Conference organizer Patrick Coppack’s talk, while I won’t go into all its details, had a very interesting starting premise, based on Alfred North Whitehead and others, that all aspects of life are processes of being and becoming. “Objects” which appear static, such as a building or tree, are merely undergoing this process over a longer timeframe. I found this one of the most compelling theories presented because video games are, at their core, processes, and if we think of them as code that is actuated by the player, this notion actually makes a lot more sense than whether or not game objects are “real.” In fact, it could be argued that all game objects are processes, and not objects at all.

Edward Spence gave a talk on morals and ethics in virtual worlds, focusing on the inherent “rights” of avatars. While the argument was compelling, I found it belied a lack of familiarity with the actual practice of lived experience in virtual worlds. One approach to argumentation stood out: It did not seem to make that much difference whether the theory was applicable, as long as the argument was sound. But I felt that the initial premise, that an avatar can be equated in a one-to-one way with a person’s corporeal body, was flawed. Although I agree avatars ought to be granted some essential human rights, I don’t think we really understand enough about the relationship between persons and their avatars to make any sort of definitive statements about what those rights ought to be.
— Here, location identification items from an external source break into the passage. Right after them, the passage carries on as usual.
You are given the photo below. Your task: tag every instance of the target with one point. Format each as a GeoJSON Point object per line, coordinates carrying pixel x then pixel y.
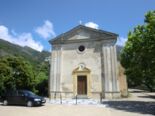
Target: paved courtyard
{"type": "Point", "coordinates": [140, 103]}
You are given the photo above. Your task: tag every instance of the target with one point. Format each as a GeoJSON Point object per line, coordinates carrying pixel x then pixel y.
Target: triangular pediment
{"type": "Point", "coordinates": [82, 33]}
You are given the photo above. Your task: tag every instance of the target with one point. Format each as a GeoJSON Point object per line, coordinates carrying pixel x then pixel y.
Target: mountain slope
{"type": "Point", "coordinates": [7, 48]}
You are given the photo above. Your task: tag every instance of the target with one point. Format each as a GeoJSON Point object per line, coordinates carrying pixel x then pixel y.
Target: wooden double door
{"type": "Point", "coordinates": [82, 85]}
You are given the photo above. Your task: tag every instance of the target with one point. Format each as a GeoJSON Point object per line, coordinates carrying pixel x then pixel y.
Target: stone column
{"type": "Point", "coordinates": [110, 72]}
{"type": "Point", "coordinates": [55, 71]}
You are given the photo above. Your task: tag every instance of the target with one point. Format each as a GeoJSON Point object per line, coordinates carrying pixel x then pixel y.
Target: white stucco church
{"type": "Point", "coordinates": [84, 63]}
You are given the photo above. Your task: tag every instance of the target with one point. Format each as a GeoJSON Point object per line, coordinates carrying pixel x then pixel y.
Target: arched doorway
{"type": "Point", "coordinates": [81, 81]}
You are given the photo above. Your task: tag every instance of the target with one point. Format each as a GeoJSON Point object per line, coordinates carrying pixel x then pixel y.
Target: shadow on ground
{"type": "Point", "coordinates": [133, 106]}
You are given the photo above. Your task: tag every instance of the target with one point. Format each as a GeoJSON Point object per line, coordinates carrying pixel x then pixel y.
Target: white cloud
{"type": "Point", "coordinates": [121, 41]}
{"type": "Point", "coordinates": [24, 39]}
{"type": "Point", "coordinates": [92, 25]}
{"type": "Point", "coordinates": [46, 30]}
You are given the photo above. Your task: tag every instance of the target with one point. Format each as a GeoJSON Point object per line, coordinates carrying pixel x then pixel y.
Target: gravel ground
{"type": "Point", "coordinates": [140, 103]}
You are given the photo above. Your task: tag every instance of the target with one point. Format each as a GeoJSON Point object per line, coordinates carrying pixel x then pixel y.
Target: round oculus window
{"type": "Point", "coordinates": [81, 48]}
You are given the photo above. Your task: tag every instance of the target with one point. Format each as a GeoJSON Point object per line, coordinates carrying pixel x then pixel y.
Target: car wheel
{"type": "Point", "coordinates": [5, 102]}
{"type": "Point", "coordinates": [29, 104]}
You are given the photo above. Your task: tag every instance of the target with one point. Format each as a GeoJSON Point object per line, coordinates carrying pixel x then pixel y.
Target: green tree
{"type": "Point", "coordinates": [138, 55]}
{"type": "Point", "coordinates": [15, 73]}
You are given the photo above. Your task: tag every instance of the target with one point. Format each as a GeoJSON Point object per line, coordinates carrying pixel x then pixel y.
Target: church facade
{"type": "Point", "coordinates": [84, 64]}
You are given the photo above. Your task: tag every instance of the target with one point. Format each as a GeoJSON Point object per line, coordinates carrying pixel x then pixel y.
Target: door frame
{"type": "Point", "coordinates": [84, 72]}
{"type": "Point", "coordinates": [85, 84]}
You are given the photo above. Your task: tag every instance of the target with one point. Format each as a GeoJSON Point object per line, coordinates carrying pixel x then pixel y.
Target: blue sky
{"type": "Point", "coordinates": [33, 22]}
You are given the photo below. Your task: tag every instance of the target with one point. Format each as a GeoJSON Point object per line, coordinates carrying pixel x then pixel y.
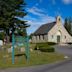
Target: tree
{"type": "Point", "coordinates": [10, 13]}
{"type": "Point", "coordinates": [68, 25]}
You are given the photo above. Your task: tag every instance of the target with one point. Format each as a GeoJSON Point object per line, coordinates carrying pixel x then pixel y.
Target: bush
{"type": "Point", "coordinates": [2, 35]}
{"type": "Point", "coordinates": [51, 43]}
{"type": "Point", "coordinates": [47, 49]}
{"type": "Point", "coordinates": [69, 43]}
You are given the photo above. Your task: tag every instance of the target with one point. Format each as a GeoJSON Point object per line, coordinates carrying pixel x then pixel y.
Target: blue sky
{"type": "Point", "coordinates": [45, 11]}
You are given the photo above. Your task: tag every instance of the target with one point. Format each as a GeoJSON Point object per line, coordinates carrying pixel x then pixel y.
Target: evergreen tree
{"type": "Point", "coordinates": [10, 13]}
{"type": "Point", "coordinates": [68, 25]}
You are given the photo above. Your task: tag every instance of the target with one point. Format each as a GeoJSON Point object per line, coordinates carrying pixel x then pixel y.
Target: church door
{"type": "Point", "coordinates": [58, 38]}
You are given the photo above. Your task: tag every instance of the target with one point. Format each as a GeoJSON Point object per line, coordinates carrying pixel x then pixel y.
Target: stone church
{"type": "Point", "coordinates": [52, 32]}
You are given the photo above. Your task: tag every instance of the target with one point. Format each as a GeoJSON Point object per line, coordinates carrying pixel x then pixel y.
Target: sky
{"type": "Point", "coordinates": [45, 11]}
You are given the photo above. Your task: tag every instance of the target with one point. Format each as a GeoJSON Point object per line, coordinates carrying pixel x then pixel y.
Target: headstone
{"type": "Point", "coordinates": [1, 43]}
{"type": "Point", "coordinates": [9, 50]}
{"type": "Point", "coordinates": [22, 49]}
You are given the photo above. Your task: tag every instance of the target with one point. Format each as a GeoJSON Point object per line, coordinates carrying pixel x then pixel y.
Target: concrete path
{"type": "Point", "coordinates": [65, 66]}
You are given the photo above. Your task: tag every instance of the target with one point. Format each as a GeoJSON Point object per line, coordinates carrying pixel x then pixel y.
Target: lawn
{"type": "Point", "coordinates": [36, 58]}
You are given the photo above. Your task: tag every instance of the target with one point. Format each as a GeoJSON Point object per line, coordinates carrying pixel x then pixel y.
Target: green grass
{"type": "Point", "coordinates": [36, 58]}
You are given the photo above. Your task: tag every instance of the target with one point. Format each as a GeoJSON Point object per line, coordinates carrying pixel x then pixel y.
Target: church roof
{"type": "Point", "coordinates": [44, 29]}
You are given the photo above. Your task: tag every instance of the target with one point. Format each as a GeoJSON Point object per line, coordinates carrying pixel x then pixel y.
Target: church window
{"type": "Point", "coordinates": [52, 36]}
{"type": "Point", "coordinates": [65, 37]}
{"type": "Point", "coordinates": [43, 37]}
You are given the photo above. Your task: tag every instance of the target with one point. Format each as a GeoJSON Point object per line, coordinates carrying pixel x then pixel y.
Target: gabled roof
{"type": "Point", "coordinates": [44, 29]}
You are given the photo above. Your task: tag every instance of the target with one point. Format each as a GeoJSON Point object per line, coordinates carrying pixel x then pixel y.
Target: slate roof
{"type": "Point", "coordinates": [44, 29]}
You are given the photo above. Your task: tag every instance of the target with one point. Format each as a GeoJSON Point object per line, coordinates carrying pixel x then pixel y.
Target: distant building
{"type": "Point", "coordinates": [52, 32]}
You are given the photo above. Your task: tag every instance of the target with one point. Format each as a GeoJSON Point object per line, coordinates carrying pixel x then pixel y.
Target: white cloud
{"type": "Point", "coordinates": [40, 1]}
{"type": "Point", "coordinates": [35, 11]}
{"type": "Point", "coordinates": [67, 1]}
{"type": "Point", "coordinates": [53, 2]}
{"type": "Point", "coordinates": [37, 22]}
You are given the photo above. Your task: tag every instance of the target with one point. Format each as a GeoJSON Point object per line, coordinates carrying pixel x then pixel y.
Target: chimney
{"type": "Point", "coordinates": [58, 20]}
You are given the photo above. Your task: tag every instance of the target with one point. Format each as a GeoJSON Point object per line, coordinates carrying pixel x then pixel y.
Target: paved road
{"type": "Point", "coordinates": [64, 49]}
{"type": "Point", "coordinates": [65, 66]}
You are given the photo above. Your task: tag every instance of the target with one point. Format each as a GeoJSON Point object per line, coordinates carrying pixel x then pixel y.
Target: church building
{"type": "Point", "coordinates": [52, 32]}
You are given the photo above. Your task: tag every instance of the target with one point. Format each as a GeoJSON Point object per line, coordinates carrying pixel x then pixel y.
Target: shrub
{"type": "Point", "coordinates": [47, 49]}
{"type": "Point", "coordinates": [2, 35]}
{"type": "Point", "coordinates": [51, 43]}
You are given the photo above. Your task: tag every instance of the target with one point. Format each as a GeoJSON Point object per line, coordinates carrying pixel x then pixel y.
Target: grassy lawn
{"type": "Point", "coordinates": [36, 58]}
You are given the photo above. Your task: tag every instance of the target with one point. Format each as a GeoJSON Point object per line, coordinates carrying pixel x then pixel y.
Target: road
{"type": "Point", "coordinates": [56, 67]}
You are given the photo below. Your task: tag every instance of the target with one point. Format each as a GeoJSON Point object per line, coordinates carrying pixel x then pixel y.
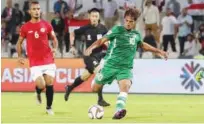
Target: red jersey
{"type": "Point", "coordinates": [37, 44]}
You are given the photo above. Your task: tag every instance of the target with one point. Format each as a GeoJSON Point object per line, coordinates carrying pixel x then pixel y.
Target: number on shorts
{"type": "Point", "coordinates": [36, 35]}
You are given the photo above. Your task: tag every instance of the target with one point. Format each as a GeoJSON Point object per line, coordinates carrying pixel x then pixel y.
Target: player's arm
{"type": "Point", "coordinates": [54, 40]}
{"type": "Point", "coordinates": [158, 52]}
{"type": "Point", "coordinates": [95, 45]}
{"type": "Point", "coordinates": [108, 37]}
{"type": "Point", "coordinates": [19, 50]}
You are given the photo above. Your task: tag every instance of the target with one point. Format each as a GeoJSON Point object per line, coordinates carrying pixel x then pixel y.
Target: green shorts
{"type": "Point", "coordinates": [107, 74]}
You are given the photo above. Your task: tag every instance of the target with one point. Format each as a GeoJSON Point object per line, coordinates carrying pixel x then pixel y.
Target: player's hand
{"type": "Point", "coordinates": [162, 54]}
{"type": "Point", "coordinates": [21, 61]}
{"type": "Point", "coordinates": [88, 52]}
{"type": "Point", "coordinates": [54, 52]}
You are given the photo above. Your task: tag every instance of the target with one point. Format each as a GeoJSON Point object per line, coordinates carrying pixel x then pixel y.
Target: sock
{"type": "Point", "coordinates": [76, 83]}
{"type": "Point", "coordinates": [38, 91]}
{"type": "Point", "coordinates": [121, 101]}
{"type": "Point", "coordinates": [100, 95]}
{"type": "Point", "coordinates": [49, 96]}
{"type": "Point", "coordinates": [202, 74]}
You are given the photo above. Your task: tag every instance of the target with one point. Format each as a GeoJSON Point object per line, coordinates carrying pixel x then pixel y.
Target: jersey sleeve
{"type": "Point", "coordinates": [112, 33]}
{"type": "Point", "coordinates": [23, 31]}
{"type": "Point", "coordinates": [80, 31]}
{"type": "Point", "coordinates": [49, 28]}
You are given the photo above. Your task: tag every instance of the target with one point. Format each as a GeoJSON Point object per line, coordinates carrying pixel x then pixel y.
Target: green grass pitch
{"type": "Point", "coordinates": [22, 108]}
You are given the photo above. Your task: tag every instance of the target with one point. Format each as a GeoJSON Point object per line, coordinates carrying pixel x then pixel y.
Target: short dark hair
{"type": "Point", "coordinates": [133, 13]}
{"type": "Point", "coordinates": [94, 10]}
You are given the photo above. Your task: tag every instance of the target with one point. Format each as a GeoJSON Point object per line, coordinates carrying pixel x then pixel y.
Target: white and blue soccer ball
{"type": "Point", "coordinates": [96, 112]}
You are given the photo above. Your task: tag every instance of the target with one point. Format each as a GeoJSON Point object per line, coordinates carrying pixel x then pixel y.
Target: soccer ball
{"type": "Point", "coordinates": [95, 112]}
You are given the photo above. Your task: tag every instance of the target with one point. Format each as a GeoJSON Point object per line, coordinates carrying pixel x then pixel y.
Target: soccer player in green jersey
{"type": "Point", "coordinates": [118, 62]}
{"type": "Point", "coordinates": [200, 75]}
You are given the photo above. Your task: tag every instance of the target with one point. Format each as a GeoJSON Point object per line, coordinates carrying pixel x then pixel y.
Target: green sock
{"type": "Point", "coordinates": [202, 74]}
{"type": "Point", "coordinates": [121, 101]}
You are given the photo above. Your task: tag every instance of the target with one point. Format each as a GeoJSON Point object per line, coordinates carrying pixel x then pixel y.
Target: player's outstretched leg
{"type": "Point", "coordinates": [49, 93]}
{"type": "Point", "coordinates": [121, 100]}
{"type": "Point", "coordinates": [38, 95]}
{"type": "Point", "coordinates": [200, 75]}
{"type": "Point", "coordinates": [101, 101]}
{"type": "Point", "coordinates": [40, 86]}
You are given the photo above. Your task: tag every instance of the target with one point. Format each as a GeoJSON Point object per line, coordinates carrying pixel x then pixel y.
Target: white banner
{"type": "Point", "coordinates": [160, 76]}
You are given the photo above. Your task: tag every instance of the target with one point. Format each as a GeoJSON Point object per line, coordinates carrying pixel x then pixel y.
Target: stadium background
{"type": "Point", "coordinates": [151, 76]}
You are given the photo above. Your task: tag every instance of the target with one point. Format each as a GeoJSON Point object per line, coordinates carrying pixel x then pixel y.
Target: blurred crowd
{"type": "Point", "coordinates": [161, 22]}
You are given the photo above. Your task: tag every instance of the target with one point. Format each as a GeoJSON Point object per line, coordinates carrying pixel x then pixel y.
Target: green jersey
{"type": "Point", "coordinates": [122, 48]}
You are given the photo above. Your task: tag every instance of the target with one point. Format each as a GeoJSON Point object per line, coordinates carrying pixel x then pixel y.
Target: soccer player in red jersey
{"type": "Point", "coordinates": [40, 55]}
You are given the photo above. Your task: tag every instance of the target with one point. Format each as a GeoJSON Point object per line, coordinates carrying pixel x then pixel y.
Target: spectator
{"type": "Point", "coordinates": [8, 16]}
{"type": "Point", "coordinates": [27, 16]}
{"type": "Point", "coordinates": [175, 6]}
{"type": "Point", "coordinates": [152, 18]}
{"type": "Point", "coordinates": [58, 5]}
{"type": "Point", "coordinates": [149, 38]}
{"type": "Point", "coordinates": [195, 9]}
{"type": "Point", "coordinates": [159, 4]}
{"type": "Point", "coordinates": [58, 26]}
{"type": "Point", "coordinates": [110, 13]}
{"type": "Point", "coordinates": [169, 30]}
{"type": "Point", "coordinates": [74, 5]}
{"type": "Point", "coordinates": [200, 37]}
{"type": "Point", "coordinates": [18, 15]}
{"type": "Point", "coordinates": [190, 49]}
{"type": "Point", "coordinates": [185, 22]}
{"type": "Point", "coordinates": [98, 4]}
{"type": "Point", "coordinates": [13, 41]}
{"type": "Point", "coordinates": [68, 16]}
{"type": "Point", "coordinates": [123, 5]}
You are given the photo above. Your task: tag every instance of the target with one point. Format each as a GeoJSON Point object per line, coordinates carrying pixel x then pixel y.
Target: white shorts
{"type": "Point", "coordinates": [37, 71]}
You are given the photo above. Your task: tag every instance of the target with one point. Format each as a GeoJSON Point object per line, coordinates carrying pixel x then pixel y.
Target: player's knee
{"type": "Point", "coordinates": [124, 85]}
{"type": "Point", "coordinates": [95, 88]}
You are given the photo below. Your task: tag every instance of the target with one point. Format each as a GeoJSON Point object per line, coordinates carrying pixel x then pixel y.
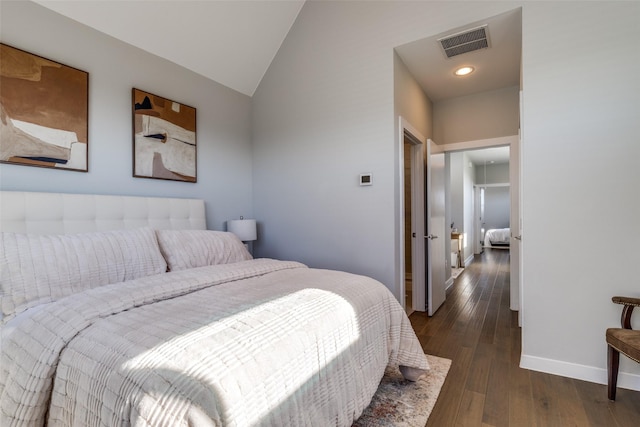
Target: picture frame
{"type": "Point", "coordinates": [164, 138]}
{"type": "Point", "coordinates": [44, 107]}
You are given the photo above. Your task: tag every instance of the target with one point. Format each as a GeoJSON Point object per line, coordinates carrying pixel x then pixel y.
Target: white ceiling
{"type": "Point", "coordinates": [234, 42]}
{"type": "Point", "coordinates": [230, 42]}
{"type": "Point", "coordinates": [493, 155]}
{"type": "Point", "coordinates": [495, 67]}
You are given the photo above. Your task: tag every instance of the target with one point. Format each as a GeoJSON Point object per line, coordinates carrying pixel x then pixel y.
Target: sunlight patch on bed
{"type": "Point", "coordinates": [250, 347]}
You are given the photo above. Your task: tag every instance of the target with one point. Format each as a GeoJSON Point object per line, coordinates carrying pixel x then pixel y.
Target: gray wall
{"type": "Point", "coordinates": [324, 113]}
{"type": "Point", "coordinates": [497, 173]}
{"type": "Point", "coordinates": [479, 116]}
{"type": "Point", "coordinates": [223, 117]}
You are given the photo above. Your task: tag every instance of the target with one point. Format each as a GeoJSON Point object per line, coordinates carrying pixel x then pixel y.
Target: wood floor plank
{"type": "Point", "coordinates": [485, 386]}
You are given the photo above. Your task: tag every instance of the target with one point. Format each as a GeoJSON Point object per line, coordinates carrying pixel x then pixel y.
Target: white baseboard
{"type": "Point", "coordinates": [468, 261]}
{"type": "Point", "coordinates": [579, 372]}
{"type": "Point", "coordinates": [448, 283]}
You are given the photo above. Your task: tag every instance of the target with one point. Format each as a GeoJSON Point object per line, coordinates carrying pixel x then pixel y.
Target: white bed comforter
{"type": "Point", "coordinates": [259, 342]}
{"type": "Point", "coordinates": [498, 235]}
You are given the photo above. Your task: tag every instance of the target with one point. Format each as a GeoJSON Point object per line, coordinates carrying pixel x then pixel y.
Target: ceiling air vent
{"type": "Point", "coordinates": [465, 41]}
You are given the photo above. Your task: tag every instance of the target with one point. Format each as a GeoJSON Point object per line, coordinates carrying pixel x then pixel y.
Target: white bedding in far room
{"type": "Point", "coordinates": [497, 237]}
I also pointed out most MMOGs are totalitarian corporate entities in which players give up most of their “rights” when signing the EULA (End User License Agreement).

Rune Ottoson gave a lively and highly relevant presentation about video games and military propaganda, in particular, describing the way the visual vocabulary of videogames has been adopted by the news media, and the problematic that most major news services in the U.S. are now owned by entertainment companies. His presentation was lushly illustrated with examples and quotes, and also raised the issue of the way military technologies are becoming more and more like video games.

The event closed with Liz Losh, who gave an excellent case study about the Tactical Iraqui language simulator created by USC’s ISI, and also talked a bit about the work at ICT, where Ludica member Jacki Morie is holds a position. One thing I appreciated about Liz’s paper was that it was very balanced and did not take an extreme position one way or another, but really explored the nuances of the project from a variety of angles, including the perspective of the makers themselves. She also talked about the debate among game scholars, including Gonzalo Frasco, who, in his usual pedantic tone, disavowed anyone involved in creating games for the military. More tempered positions were submitted by Grand Text Auto’s Andrew Stern and my colleague from Georgia Tech, Ian Bogost. Liz made two very interesting points at the end of her talk. One was that, while Tactical Iraqi was only used by a small number of soldiers in actual training, it served a much more important role as a PR engine for both the army and ISI. The other was that everyone she had spoken to at both ISI and ICT was opposed to the war in Iraq.